The town elders await the demands of the invaders. This event was kind of unique because the modern mayor of Gettysburg portrayed the mayor of 1863 and the modern sheriff portrayed John Burns, a one time constable of the town. (However, I'm pretty sure the real John Burn was not present at such an event.) In response to the rebel demands, one said "We will open our shops and ask our citizens to give what they can."

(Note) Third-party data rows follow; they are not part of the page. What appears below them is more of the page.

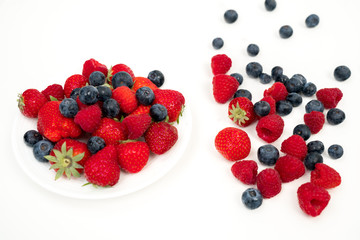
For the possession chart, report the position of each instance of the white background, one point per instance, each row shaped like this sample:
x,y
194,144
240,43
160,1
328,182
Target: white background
x,y
44,42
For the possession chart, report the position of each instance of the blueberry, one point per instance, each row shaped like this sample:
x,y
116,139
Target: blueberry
x,y
122,78
294,98
254,69
341,73
312,20
95,144
268,154
31,137
262,108
41,149
335,151
335,116
315,146
303,131
145,96
286,31
97,78
311,159
252,198
156,77
158,112
314,105
218,43
243,93
68,107
230,16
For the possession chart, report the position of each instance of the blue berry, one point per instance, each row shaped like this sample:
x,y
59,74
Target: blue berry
x,y
252,198
68,107
268,154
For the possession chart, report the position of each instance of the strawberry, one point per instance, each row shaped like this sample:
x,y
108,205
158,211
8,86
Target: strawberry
x,y
133,156
53,125
30,102
102,168
241,111
160,137
224,87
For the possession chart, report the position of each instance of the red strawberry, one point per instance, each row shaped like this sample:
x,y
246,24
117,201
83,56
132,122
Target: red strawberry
x,y
53,125
161,137
220,64
30,102
133,156
315,121
102,168
241,111
224,87
233,143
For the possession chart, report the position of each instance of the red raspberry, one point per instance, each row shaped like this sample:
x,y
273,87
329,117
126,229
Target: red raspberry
x,y
289,168
325,176
295,146
329,97
270,128
312,199
268,182
245,171
315,121
220,64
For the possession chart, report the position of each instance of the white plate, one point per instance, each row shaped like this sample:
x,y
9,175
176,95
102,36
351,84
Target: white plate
x,y
156,168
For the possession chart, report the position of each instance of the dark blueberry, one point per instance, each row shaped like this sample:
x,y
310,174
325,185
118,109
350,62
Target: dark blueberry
x,y
294,98
68,107
312,20
230,16
283,108
253,50
309,89
315,146
335,116
95,144
268,154
314,105
286,31
41,149
31,137
303,131
254,69
335,151
122,78
262,108
97,78
156,77
218,43
252,198
243,93
158,112
145,96
311,159
111,108
341,73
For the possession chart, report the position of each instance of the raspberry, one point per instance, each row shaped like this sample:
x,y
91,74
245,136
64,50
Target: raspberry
x,y
270,127
295,146
325,176
268,182
312,199
289,168
245,171
329,97
315,121
220,64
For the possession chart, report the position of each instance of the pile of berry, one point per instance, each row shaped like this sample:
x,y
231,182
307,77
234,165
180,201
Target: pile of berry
x,y
102,122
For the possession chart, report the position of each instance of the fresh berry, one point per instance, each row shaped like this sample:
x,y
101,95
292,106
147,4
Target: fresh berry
x,y
233,143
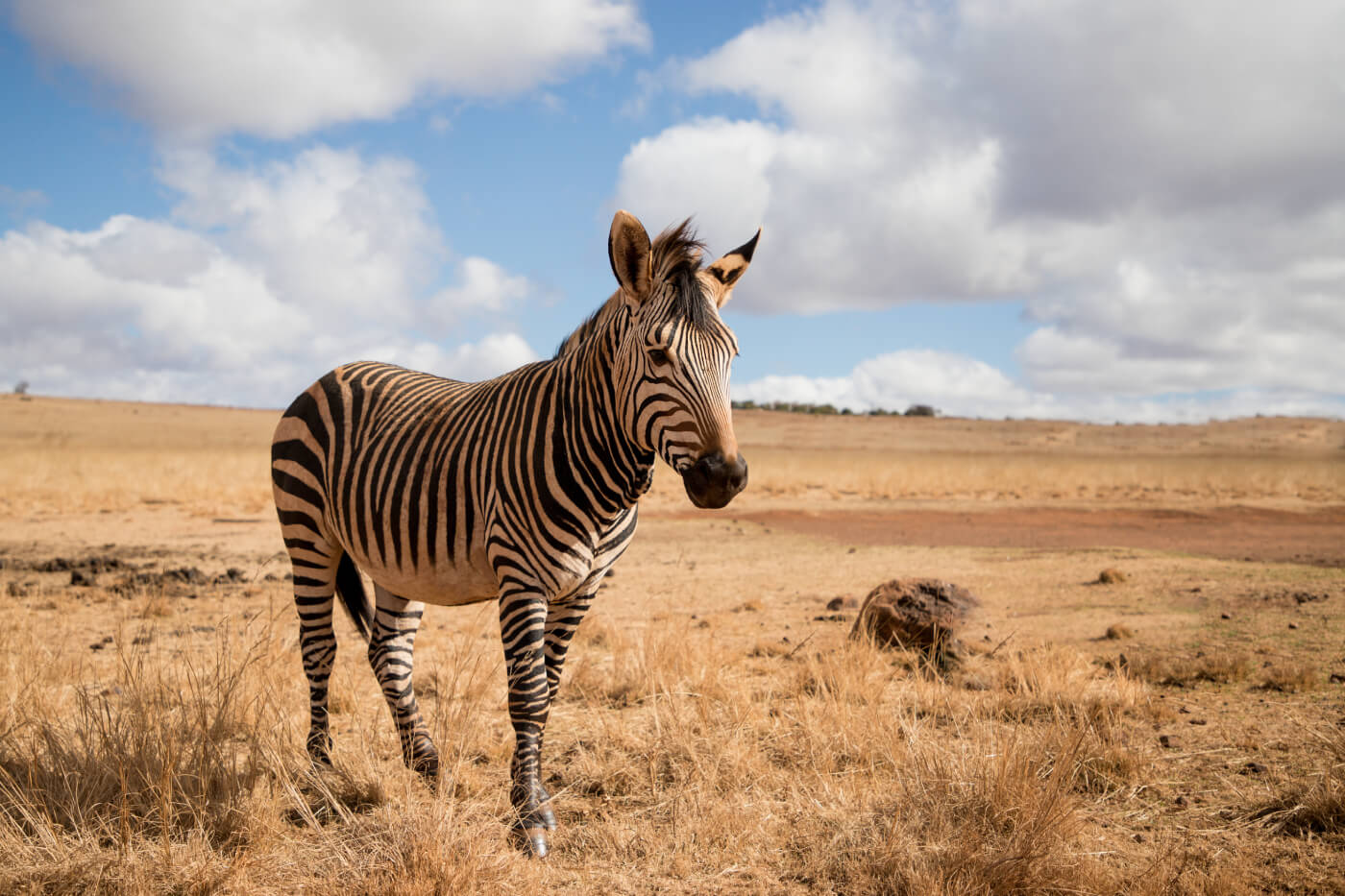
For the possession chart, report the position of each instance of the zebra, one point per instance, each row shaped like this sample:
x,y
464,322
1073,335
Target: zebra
x,y
520,489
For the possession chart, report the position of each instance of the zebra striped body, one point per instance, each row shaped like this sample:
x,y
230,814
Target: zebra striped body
x,y
520,489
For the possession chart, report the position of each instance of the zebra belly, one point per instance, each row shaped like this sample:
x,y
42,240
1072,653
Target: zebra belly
x,y
444,584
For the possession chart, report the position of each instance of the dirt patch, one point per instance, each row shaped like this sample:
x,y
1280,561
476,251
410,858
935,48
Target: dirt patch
x,y
1230,533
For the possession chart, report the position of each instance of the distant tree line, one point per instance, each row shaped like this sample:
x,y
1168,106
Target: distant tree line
x,y
804,408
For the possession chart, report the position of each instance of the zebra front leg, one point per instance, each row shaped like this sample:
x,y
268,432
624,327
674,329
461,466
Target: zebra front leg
x,y
524,635
390,653
562,619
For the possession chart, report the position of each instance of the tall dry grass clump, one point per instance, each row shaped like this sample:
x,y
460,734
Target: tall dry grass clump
x,y
678,763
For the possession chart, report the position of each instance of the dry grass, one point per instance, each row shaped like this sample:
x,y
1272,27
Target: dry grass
x,y
1315,805
712,735
1290,677
672,759
1220,667
74,455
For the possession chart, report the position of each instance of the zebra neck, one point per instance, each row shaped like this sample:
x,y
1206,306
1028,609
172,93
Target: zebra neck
x,y
601,452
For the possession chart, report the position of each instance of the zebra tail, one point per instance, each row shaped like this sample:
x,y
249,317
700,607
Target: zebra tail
x,y
353,594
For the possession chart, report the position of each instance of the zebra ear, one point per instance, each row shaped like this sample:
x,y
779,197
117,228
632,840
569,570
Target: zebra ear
x,y
631,255
726,271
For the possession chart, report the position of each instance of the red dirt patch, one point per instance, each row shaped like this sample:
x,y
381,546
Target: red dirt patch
x,y
1236,533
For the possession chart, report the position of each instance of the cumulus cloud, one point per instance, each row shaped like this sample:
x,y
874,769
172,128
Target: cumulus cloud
x,y
197,69
1160,184
962,386
259,281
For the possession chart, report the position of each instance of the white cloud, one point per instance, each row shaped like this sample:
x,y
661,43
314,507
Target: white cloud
x,y
965,386
197,69
261,281
1160,183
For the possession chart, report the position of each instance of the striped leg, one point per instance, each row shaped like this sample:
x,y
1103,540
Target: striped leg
x,y
315,587
562,620
390,643
524,634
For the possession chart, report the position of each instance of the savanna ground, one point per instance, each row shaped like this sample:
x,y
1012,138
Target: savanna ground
x,y
716,731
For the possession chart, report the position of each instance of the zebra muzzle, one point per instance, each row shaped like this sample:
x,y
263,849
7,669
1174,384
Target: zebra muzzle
x,y
712,482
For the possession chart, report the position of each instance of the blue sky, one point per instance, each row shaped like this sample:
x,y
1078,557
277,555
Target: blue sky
x,y
1046,207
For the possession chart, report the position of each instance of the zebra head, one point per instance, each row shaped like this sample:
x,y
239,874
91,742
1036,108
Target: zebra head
x,y
676,354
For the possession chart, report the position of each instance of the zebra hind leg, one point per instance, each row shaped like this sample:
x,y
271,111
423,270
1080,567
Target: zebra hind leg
x,y
390,654
315,584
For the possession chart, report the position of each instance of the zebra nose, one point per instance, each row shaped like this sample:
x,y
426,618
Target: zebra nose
x,y
713,480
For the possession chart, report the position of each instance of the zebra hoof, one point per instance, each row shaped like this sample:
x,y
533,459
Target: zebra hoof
x,y
427,765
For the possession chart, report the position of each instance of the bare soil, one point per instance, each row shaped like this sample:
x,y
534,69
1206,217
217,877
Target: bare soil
x,y
1260,534
1176,727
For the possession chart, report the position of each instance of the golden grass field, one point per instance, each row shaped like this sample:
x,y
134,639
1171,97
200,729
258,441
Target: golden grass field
x,y
713,734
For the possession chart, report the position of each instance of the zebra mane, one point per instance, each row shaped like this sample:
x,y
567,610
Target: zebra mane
x,y
675,258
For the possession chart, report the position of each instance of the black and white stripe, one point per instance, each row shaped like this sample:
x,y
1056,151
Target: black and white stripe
x,y
521,489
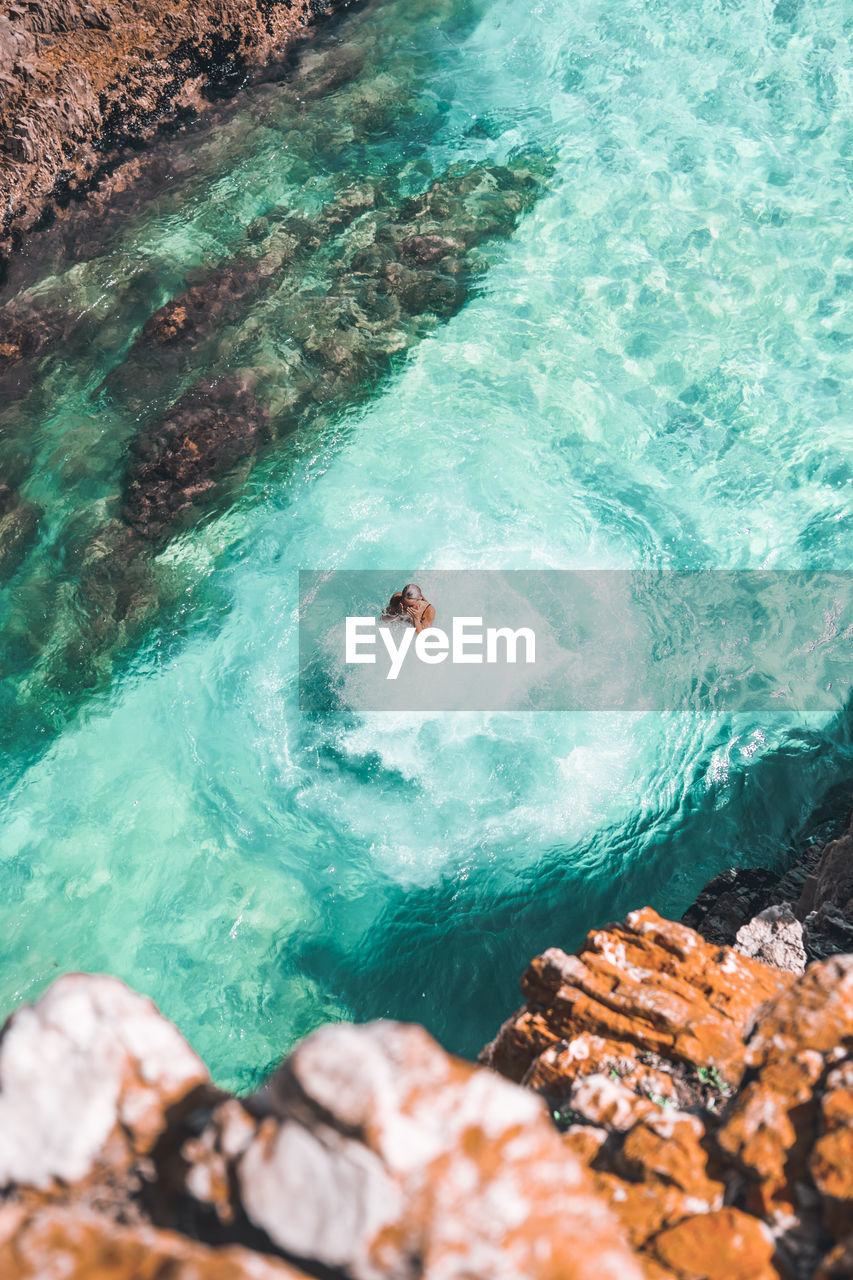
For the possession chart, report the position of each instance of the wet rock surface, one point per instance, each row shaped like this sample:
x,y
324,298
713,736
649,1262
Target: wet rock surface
x,y
787,919
82,80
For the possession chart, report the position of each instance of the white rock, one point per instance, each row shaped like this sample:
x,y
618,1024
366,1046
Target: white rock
x,y
87,1057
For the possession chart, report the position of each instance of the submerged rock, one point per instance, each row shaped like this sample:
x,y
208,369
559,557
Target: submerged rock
x,y
775,936
179,461
81,81
18,529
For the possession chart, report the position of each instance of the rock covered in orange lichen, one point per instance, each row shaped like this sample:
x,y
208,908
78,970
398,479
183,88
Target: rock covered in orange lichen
x,y
407,1162
644,986
87,1077
721,1246
771,1127
60,1244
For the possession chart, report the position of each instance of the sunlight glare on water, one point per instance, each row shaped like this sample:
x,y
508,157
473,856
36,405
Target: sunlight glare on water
x,y
655,371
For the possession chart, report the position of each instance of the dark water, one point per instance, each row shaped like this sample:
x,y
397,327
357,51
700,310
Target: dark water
x,y
473,287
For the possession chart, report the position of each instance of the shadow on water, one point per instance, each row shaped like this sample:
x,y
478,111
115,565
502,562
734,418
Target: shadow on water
x,y
451,955
138,397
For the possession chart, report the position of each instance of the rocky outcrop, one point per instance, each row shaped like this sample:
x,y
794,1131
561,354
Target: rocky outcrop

It looks like Robert E. Lee was here too, although Lee was nowhere near Gettysburg on June 26. Oh well, I suppose some events need a major character to star in them. Or perhaps this gentleman was portraying Jubal Early? Looks like John Brown Gordon beside him, which would make sense. The building in the background is the Fahnestock Building on Baltimore Street, an observation point for Union General Oliver Otis Howard on July 1, 1863 and site of the U.S. Christian Commission in the battle's aftermath.